Just under 25,000 unaccompanied children were apprehended along the Mexico-US border in the 2013 fiscal year, (which ended on 30th September 2013). So far in the 2014 fiscal year, (which began on 1st October 2013), over 33,000 have been apprehended along the Texan border alone.

US immigration expects that the 2014 total is likely to be near to 80,000. This is twelve times the number who made the same journey in 2011.

'A particularly vulnerable group'

Alejandro Mayorkas, the deputy secretary of the US Department of Homeland Security (the department responsible for processing of immigration applications and for policing the border) told journalists 'The children that are arriving are a particularly vulnerable group. They have often survived a hazardous journey to have arrived here'.

The large number of children arriving in the US has forced the US immigration authorities to house them at disused military bases in Texas and California and at other Government owned buildings in the southern states.

It is reported by many news sources that some young people are sleeping without blankets. There are also said to be extremely limited washing facilities in at least one of the buildings being used by the US Government to accommodate the children.

Children are fleeing poverty and violence

The White House has blamed the increase in the numbers of children arriving unaccompanied at the border on the levels of poverty and violence in the children's home countries which they say gives them a strong incentive to leave.

But Republican members of Congress blame President Obama. Representative Bob Goodlatte, a member of the House of Representatives from Texas, told Fox News 'the recent surge of children and teenagers from Central America showing up at our southern border is an administration-made disaster'.
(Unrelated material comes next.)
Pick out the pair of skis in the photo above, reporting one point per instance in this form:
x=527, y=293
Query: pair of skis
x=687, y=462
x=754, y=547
Mr Goodlatte issued a statement saying 'Word has gotten out around the world about President Obama's lax immigration enforcement policies and it has encouraged more individuals to come to the United States illegally'.


The Republicans claim that the migrants have been encouraged to come to the US believing that they will be allowed to stay because of an executive order put in place by President Obama in August 2012.

The Deferred Action for Childhood Arrivals program (known as DACA) offered the opportunity for some young illegal immigrants to apply for immunity from deportation for a two year period.

In order to qualify applicants were required to;

  • Have arrived in the US before they were 16 years old
  • Have arrived in the US no later than 2007
  • Have lived in the US for over 5 years
  • Be aged 30 or under
  • Be in school, or a graduate or have served in the military
  • Not have been convicted of certain, serious criminal offences nor pose a safety or security threat

Congress makes the law

Under the US system, it is Congress, not the President, which makes laws, and so the President was not able to offer young people citizenship nor was he able to change the law so that they would be eligible for visas.

But, as the head of the government, he was able to alter the way in which immigration law is applied and therefore he was able to offer them temporary immunity from immigration.

Those eligible then had to pay $465 for a 'determination' that they would not be deported for two years.

Children believe they will be allowed to stay

Republicans, who like to blame President Obama for virtually everything, say that the creation of the DACA program has led to a widespread, though mistaken, belief in Central America that any children arriving on the US border will be allowed to stay.

It seems that, on this occasion, the Republicans may be partially right. Though the White House was always very clear that no one arriving after 2007 would be eligible for DACA, it may be that people in Central and South America still did not realise this which resulted in a wave of young migrants coming to the US.

Tania Chavez, a representative of the Spanish speaking union La Union del Pueblo Entero, told a Texas TV station that people smugglers, known as 'coyotes', were spreading misinformation in Guatemala, Honduras and other poor Central American nations that young people will be admitted to the US because of DACA.

People smugglers

They then persuade the families of young people to pay for them to be taken to the US border.

The US Vice President, Joe Biden, is to fly to Guatemala to spread the message that the DACA program does not apply to recent migrants. The US is working with the governments of Mexico, Honduras and El Salvador to explain the true position.